NFS sequential read performance

Last modified: Saturday, January 28, 2023

NFS, being a network protocol, with non-negligible latency on the application layer no less, benefits from pipelining, i.e. having multiple outstanding requests. Most applications, however, use simple POSIX APIs for reading files, reading one chunk at a time in a loop. Furthermore, they often use small buffers in the range of 4 kB to 32 kB.

The Linux kernel improves sequential read speeds by employing readahead: reading data in advance of the application requesting it. For NFS mounts, this value was historically 15 times the rsize, but lately it has been changed to a fixed 128 kB. Unfortunately, 128 kB of read-ahead is not nearly enough to reach 10 Gbit/s speeds on NFS. We can increase the read ahead size either by writing to to /sys/class/bdi/<id>/read_ahead_kb (where the id can be found via mountpoint -d <path>), or by using nfsrahead.

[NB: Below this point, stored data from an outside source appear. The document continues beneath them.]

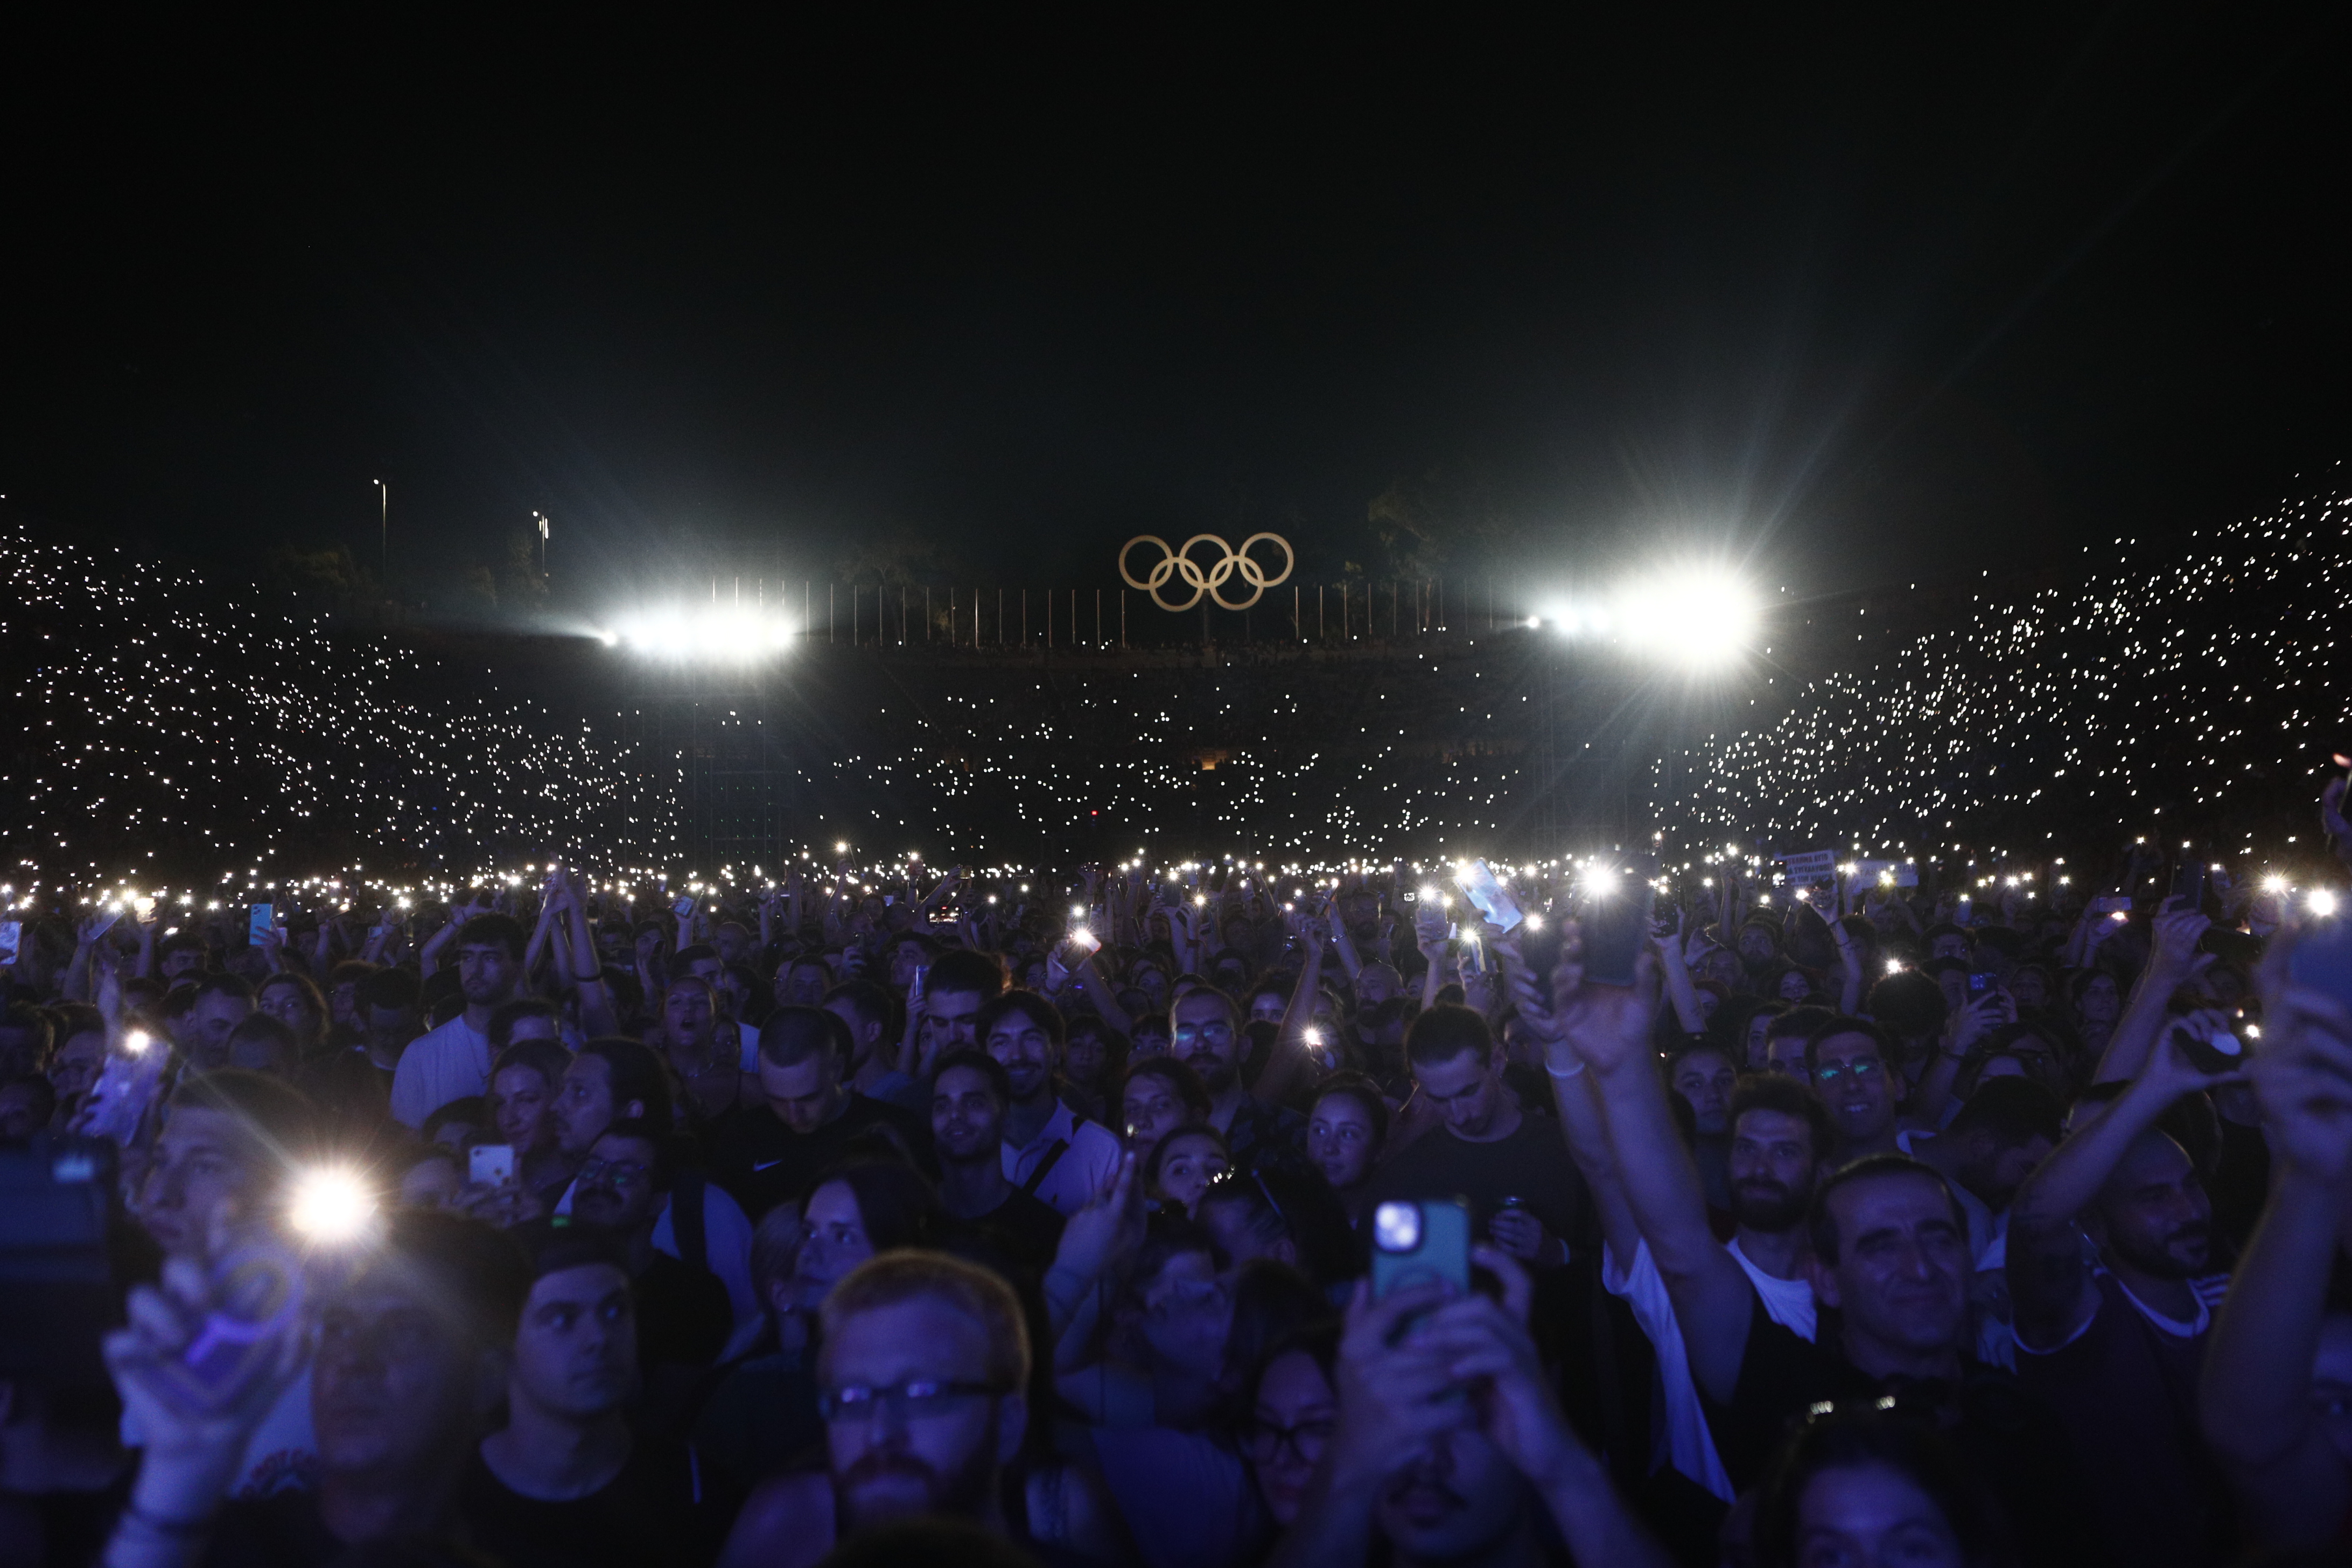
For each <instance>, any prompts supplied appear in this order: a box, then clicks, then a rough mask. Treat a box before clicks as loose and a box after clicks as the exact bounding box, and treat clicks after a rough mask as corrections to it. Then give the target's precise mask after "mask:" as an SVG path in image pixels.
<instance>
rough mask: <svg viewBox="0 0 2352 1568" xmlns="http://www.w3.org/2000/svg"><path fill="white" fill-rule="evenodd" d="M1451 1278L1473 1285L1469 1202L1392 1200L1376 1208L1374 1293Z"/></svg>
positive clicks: (1429, 1282) (1455, 1284)
mask: <svg viewBox="0 0 2352 1568" xmlns="http://www.w3.org/2000/svg"><path fill="white" fill-rule="evenodd" d="M1430 1281H1451V1284H1454V1288H1456V1291H1468V1288H1470V1206H1468V1204H1463V1201H1461V1199H1421V1201H1388V1204H1381V1206H1378V1208H1374V1211H1371V1293H1374V1295H1390V1293H1395V1291H1404V1288H1409V1286H1423V1284H1430Z"/></svg>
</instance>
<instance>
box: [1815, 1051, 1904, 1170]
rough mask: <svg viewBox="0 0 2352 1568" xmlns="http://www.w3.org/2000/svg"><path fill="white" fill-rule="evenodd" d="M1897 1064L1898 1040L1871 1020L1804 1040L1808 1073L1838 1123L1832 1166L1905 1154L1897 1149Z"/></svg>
mask: <svg viewBox="0 0 2352 1568" xmlns="http://www.w3.org/2000/svg"><path fill="white" fill-rule="evenodd" d="M1893 1060H1896V1051H1893V1041H1889V1039H1886V1032H1884V1030H1882V1027H1879V1025H1875V1023H1870V1020H1867V1018H1837V1020H1832V1023H1825V1025H1820V1030H1816V1032H1813V1037H1811V1039H1809V1041H1804V1072H1806V1077H1809V1079H1811V1081H1813V1093H1816V1095H1818V1098H1820V1105H1823V1110H1828V1112H1830V1121H1832V1124H1837V1154H1835V1157H1832V1164H1837V1166H1846V1164H1853V1161H1856V1159H1863V1157H1865V1154H1900V1152H1903V1150H1900V1147H1898V1145H1896V1133H1898V1128H1896V1077H1893V1072H1891V1063H1893Z"/></svg>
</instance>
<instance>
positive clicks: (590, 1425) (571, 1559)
mask: <svg viewBox="0 0 2352 1568" xmlns="http://www.w3.org/2000/svg"><path fill="white" fill-rule="evenodd" d="M635 1396H637V1316H635V1307H633V1300H630V1276H628V1262H626V1258H623V1253H621V1251H619V1248H616V1246H614V1244H612V1241H609V1239H604V1237H595V1234H583V1232H576V1229H572V1232H548V1237H546V1239H543V1244H541V1246H539V1251H536V1255H534V1258H532V1293H529V1295H527V1298H524V1302H522V1319H520V1324H517V1326H515V1356H513V1361H510V1366H508V1378H506V1427H503V1429H499V1432H492V1434H489V1436H485V1439H482V1443H480V1448H477V1450H475V1462H473V1465H470V1467H468V1469H466V1479H463V1481H461V1490H459V1516H461V1519H463V1521H466V1535H468V1542H470V1544H473V1547H477V1549H482V1552H487V1554H489V1556H494V1559H496V1561H501V1563H506V1568H600V1566H604V1563H609V1566H612V1568H637V1566H640V1563H642V1566H661V1568H701V1566H703V1563H708V1561H710V1559H713V1556H717V1547H720V1540H722V1537H724V1530H727V1521H729V1519H731V1514H734V1509H731V1500H727V1497H717V1495H713V1493H710V1490H708V1486H706V1479H703V1474H701V1467H699V1465H696V1462H694V1460H691V1455H689V1453H687V1450H684V1448H677V1446H675V1443H663V1441H654V1439H647V1436H637V1434H633V1432H630V1422H628V1413H630V1403H633V1399H635Z"/></svg>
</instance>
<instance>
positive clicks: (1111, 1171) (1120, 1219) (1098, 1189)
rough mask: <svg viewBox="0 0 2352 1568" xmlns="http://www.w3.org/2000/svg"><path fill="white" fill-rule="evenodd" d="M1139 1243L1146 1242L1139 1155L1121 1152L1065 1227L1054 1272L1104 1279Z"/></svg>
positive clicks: (1055, 1255)
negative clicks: (1114, 1164) (1139, 1167)
mask: <svg viewBox="0 0 2352 1568" xmlns="http://www.w3.org/2000/svg"><path fill="white" fill-rule="evenodd" d="M1138 1246H1143V1185H1141V1182H1138V1180H1136V1157H1134V1154H1120V1164H1117V1166H1112V1168H1110V1173H1108V1175H1105V1178H1103V1185H1101V1187H1096V1190H1094V1194H1091V1197H1089V1199H1087V1204H1084V1206H1082V1208H1080V1211H1077V1213H1073V1215H1070V1220H1068V1222H1065V1225H1063V1227H1061V1246H1056V1248H1054V1272H1070V1274H1075V1276H1080V1279H1089V1281H1091V1279H1101V1276H1105V1274H1108V1272H1110V1269H1112V1267H1115V1265H1120V1262H1122V1260H1124V1258H1129V1255H1134V1251H1136V1248H1138Z"/></svg>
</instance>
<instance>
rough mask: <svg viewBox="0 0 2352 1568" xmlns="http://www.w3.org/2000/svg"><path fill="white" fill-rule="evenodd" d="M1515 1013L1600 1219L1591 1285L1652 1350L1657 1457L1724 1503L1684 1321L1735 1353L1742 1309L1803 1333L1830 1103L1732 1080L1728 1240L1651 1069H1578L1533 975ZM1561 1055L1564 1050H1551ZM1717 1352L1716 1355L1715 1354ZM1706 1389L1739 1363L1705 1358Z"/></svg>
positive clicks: (1723, 1493)
mask: <svg viewBox="0 0 2352 1568" xmlns="http://www.w3.org/2000/svg"><path fill="white" fill-rule="evenodd" d="M1512 990H1515V992H1517V1004H1519V1020H1522V1023H1524V1025H1526V1027H1529V1032H1531V1034H1536V1037H1538V1039H1541V1041H1543V1048H1545V1067H1548V1070H1550V1077H1552V1088H1555V1095H1552V1098H1555V1103H1557V1105H1559V1124H1562V1128H1566V1133H1569V1147H1571V1152H1573V1154H1576V1164H1578V1168H1581V1171H1583V1173H1585V1180H1588V1182H1590V1185H1592V1204H1595V1208H1599V1218H1602V1237H1604V1251H1602V1284H1604V1286H1606V1288H1609V1293H1611V1295H1618V1298H1623V1300H1625V1305H1628V1307H1630V1309H1632V1316H1635V1321H1637V1324H1642V1333H1644V1335H1649V1342H1651V1347H1653V1349H1656V1356H1658V1389H1661V1418H1663V1422H1665V1436H1668V1458H1670V1460H1672V1465H1675V1469H1679V1472H1682V1474H1684V1476H1689V1479H1691V1481H1696V1483H1698V1486H1705V1488H1708V1490H1710V1493H1715V1495H1717V1497H1722V1500H1724V1502H1731V1500H1733V1495H1736V1488H1733V1483H1731V1474H1729V1472H1726V1469H1724V1462H1722V1458H1719V1453H1717V1448H1715V1436H1712V1432H1710V1429H1708V1415H1705V1403H1703V1399H1700V1394H1698V1385H1696V1382H1693V1359H1696V1354H1693V1349H1691V1335H1686V1333H1684V1326H1686V1324H1698V1326H1700V1331H1703V1342H1708V1345H1712V1347H1719V1349H1724V1352H1726V1354H1729V1352H1736V1347H1738V1342H1740V1340H1743V1338H1745V1331H1748V1319H1750V1316H1752V1314H1755V1312H1757V1307H1762V1309H1764V1314H1766V1316H1771V1321H1773V1324H1780V1326H1785V1328H1788V1331H1790V1333H1795V1335H1799V1338H1804V1340H1809V1342H1811V1340H1813V1333H1816V1305H1813V1284H1811V1276H1809V1267H1806V1265H1809V1262H1811V1253H1813V1248H1811V1244H1809V1239H1806V1227H1804V1215H1806V1208H1809V1206H1811V1201H1813V1187H1816V1185H1818V1182H1820V1178H1825V1175H1828V1173H1830V1147H1832V1145H1835V1140H1837V1128H1832V1126H1830V1112H1828V1110H1823V1105H1820V1100H1816V1098H1813V1093H1811V1091H1806V1088H1804V1086H1802V1084H1797V1081H1795V1079H1790V1077H1785V1074H1750V1077H1745V1079H1738V1084H1736V1086H1733V1091H1731V1103H1729V1110H1726V1117H1724V1121H1726V1126H1729V1128H1731V1135H1729V1147H1726V1157H1724V1159H1726V1187H1729V1199H1731V1204H1729V1208H1731V1220H1733V1227H1736V1232H1733V1237H1731V1241H1717V1239H1715V1232H1712V1227H1710V1225H1708V1201H1705V1192H1703V1185H1700V1175H1698V1164H1696V1161H1693V1157H1691V1152H1689V1145H1684V1140H1682V1138H1679V1133H1677V1128H1675V1119H1672V1112H1670V1110H1668V1098H1665V1095H1668V1093H1670V1088H1668V1086H1665V1084H1661V1081H1658V1074H1656V1072H1632V1074H1625V1079H1623V1081H1618V1084H1613V1086H1606V1091H1604V1084H1602V1081H1599V1074H1585V1072H1583V1063H1581V1058H1578V1053H1576V1046H1573V1041H1571V1039H1569V1037H1566V1032H1564V1030H1562V1027H1559V1023H1557V1020H1555V1016H1552V1013H1550V1011H1548V1009H1545V1006H1543V1004H1541V999H1538V994H1536V990H1534V985H1524V983H1522V980H1519V976H1512ZM1562 1058H1564V1060H1562ZM1715 1361H1719V1356H1717V1359H1715ZM1708 1371H1710V1375H1715V1378H1717V1387H1729V1385H1731V1382H1736V1371H1733V1373H1729V1375H1726V1371H1724V1368H1722V1366H1717V1363H1712V1361H1710V1366H1708Z"/></svg>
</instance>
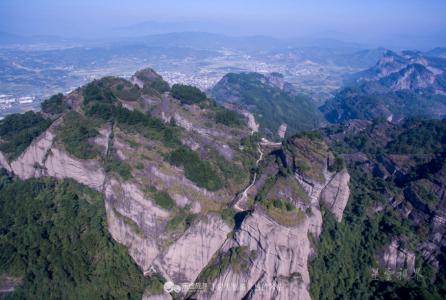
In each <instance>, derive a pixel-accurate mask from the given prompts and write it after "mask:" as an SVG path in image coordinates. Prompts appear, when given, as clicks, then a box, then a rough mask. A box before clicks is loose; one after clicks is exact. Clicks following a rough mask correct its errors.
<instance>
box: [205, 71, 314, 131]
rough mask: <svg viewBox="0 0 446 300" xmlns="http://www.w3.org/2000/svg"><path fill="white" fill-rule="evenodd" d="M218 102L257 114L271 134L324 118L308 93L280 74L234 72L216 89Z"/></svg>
mask: <svg viewBox="0 0 446 300" xmlns="http://www.w3.org/2000/svg"><path fill="white" fill-rule="evenodd" d="M211 94H212V96H213V97H214V98H215V99H216V100H217V102H219V103H222V104H226V105H228V104H229V105H233V106H235V107H236V108H238V109H241V110H247V111H249V112H251V113H253V114H254V115H255V118H256V120H257V121H258V123H259V125H260V131H261V132H263V133H265V134H267V135H268V136H270V137H278V136H280V135H284V134H285V131H286V132H287V133H296V132H297V131H302V130H310V129H314V128H317V127H318V126H319V124H320V122H321V120H322V118H321V116H320V114H319V112H318V111H317V109H316V106H315V104H314V103H313V101H312V100H311V98H309V97H308V96H305V95H303V94H299V93H297V92H296V91H295V90H294V89H293V87H292V85H291V84H289V83H286V82H285V81H284V79H283V76H282V75H281V74H278V73H272V74H268V75H262V74H259V73H239V74H235V73H230V74H227V75H226V76H224V77H223V78H222V79H221V80H220V81H219V82H218V83H217V84H216V85H215V87H214V88H213V89H212V91H211Z"/></svg>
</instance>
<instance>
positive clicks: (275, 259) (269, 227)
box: [198, 210, 311, 299]
mask: <svg viewBox="0 0 446 300" xmlns="http://www.w3.org/2000/svg"><path fill="white" fill-rule="evenodd" d="M308 229H309V221H308V219H304V220H303V222H302V223H301V224H299V225H298V226H296V227H291V228H290V227H285V226H281V225H279V224H277V223H276V222H275V221H273V220H271V219H270V218H269V217H267V216H266V215H265V214H264V213H262V212H261V211H258V210H255V211H254V212H253V214H252V215H251V216H248V217H247V218H246V219H245V221H244V222H243V224H242V225H241V227H240V229H239V230H238V231H237V233H236V236H235V238H234V239H231V240H228V241H227V242H226V243H225V245H223V247H222V250H223V251H224V250H228V249H230V248H232V247H236V246H242V247H243V246H244V247H247V248H248V250H249V251H252V252H253V253H255V255H254V256H253V258H252V260H251V261H250V262H249V268H248V270H247V271H240V270H239V271H237V270H234V269H232V268H231V267H229V268H228V269H227V270H225V271H223V273H222V274H221V275H220V276H219V277H218V278H217V280H216V281H214V283H213V284H212V287H211V288H210V291H209V293H207V294H199V295H198V297H199V298H200V299H242V298H244V297H246V299H310V295H309V292H308V285H309V273H308V266H307V264H308V256H309V254H310V252H311V246H310V241H309V239H308Z"/></svg>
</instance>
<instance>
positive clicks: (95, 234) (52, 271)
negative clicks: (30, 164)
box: [0, 176, 162, 299]
mask: <svg viewBox="0 0 446 300" xmlns="http://www.w3.org/2000/svg"><path fill="white" fill-rule="evenodd" d="M17 199H20V201H17ZM105 217H106V216H105V210H104V205H103V202H102V197H101V196H100V195H99V194H98V193H97V192H94V191H92V190H90V189H88V188H86V187H85V186H82V185H80V184H77V183H75V182H73V181H70V180H68V181H56V180H53V179H32V180H27V181H14V180H12V179H10V178H8V177H6V176H2V177H0V233H1V238H0V266H1V273H2V274H3V275H4V274H6V275H8V276H13V277H18V278H21V283H20V284H19V285H18V286H17V287H16V288H15V291H14V292H13V293H11V294H8V296H7V299H141V297H142V294H143V292H144V291H145V290H146V289H147V290H150V291H152V292H154V293H159V292H161V287H162V279H161V278H158V277H153V278H146V277H144V276H143V274H142V271H141V270H139V269H138V267H137V266H136V264H135V263H134V262H133V261H132V260H131V258H130V257H129V255H128V252H127V249H126V248H125V247H124V246H121V245H118V244H117V243H116V242H114V241H113V240H112V238H111V236H110V234H109V233H108V231H107V228H106V220H105Z"/></svg>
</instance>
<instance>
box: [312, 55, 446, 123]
mask: <svg viewBox="0 0 446 300" xmlns="http://www.w3.org/2000/svg"><path fill="white" fill-rule="evenodd" d="M445 71H446V60H444V59H442V58H439V57H430V56H424V55H423V54H421V53H419V52H410V51H404V52H402V54H401V55H398V54H396V53H394V52H391V51H387V52H385V53H384V55H383V56H382V58H381V59H380V60H379V61H378V63H377V64H376V65H375V66H374V67H372V68H370V69H368V70H366V71H363V72H360V73H357V74H355V75H353V76H352V77H351V78H349V80H348V81H347V87H346V88H344V89H342V90H341V91H339V92H338V93H337V94H336V95H335V97H333V98H332V99H330V100H328V101H327V102H326V103H325V104H324V105H323V106H322V107H321V111H322V112H323V113H324V114H325V117H326V119H327V120H328V121H330V122H342V121H345V120H349V119H374V118H386V119H389V120H396V121H398V120H401V119H402V118H407V117H414V116H418V117H421V116H422V117H429V118H442V117H444V116H445V115H446V84H445V83H446V77H445V76H446V73H445Z"/></svg>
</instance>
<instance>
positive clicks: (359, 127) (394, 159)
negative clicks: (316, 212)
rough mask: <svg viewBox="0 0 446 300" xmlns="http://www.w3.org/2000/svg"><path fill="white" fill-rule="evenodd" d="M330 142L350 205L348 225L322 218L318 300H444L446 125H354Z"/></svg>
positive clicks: (314, 284)
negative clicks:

On our 10 Gbit/s local network, increasing read ahead to 2560 kB lifted our sequential, bs=32K reads from 300 MB/s to 850 MB/s. Setting read ahead to 1 MiB, same as the rsize, gets us to 940 MB/s.

Excessive readahead can negatively affect semi-random reads because of read amplification. Our main use case is storage of large files that are read sequentially. Other workloads will have to tweak parameters to find the right balance.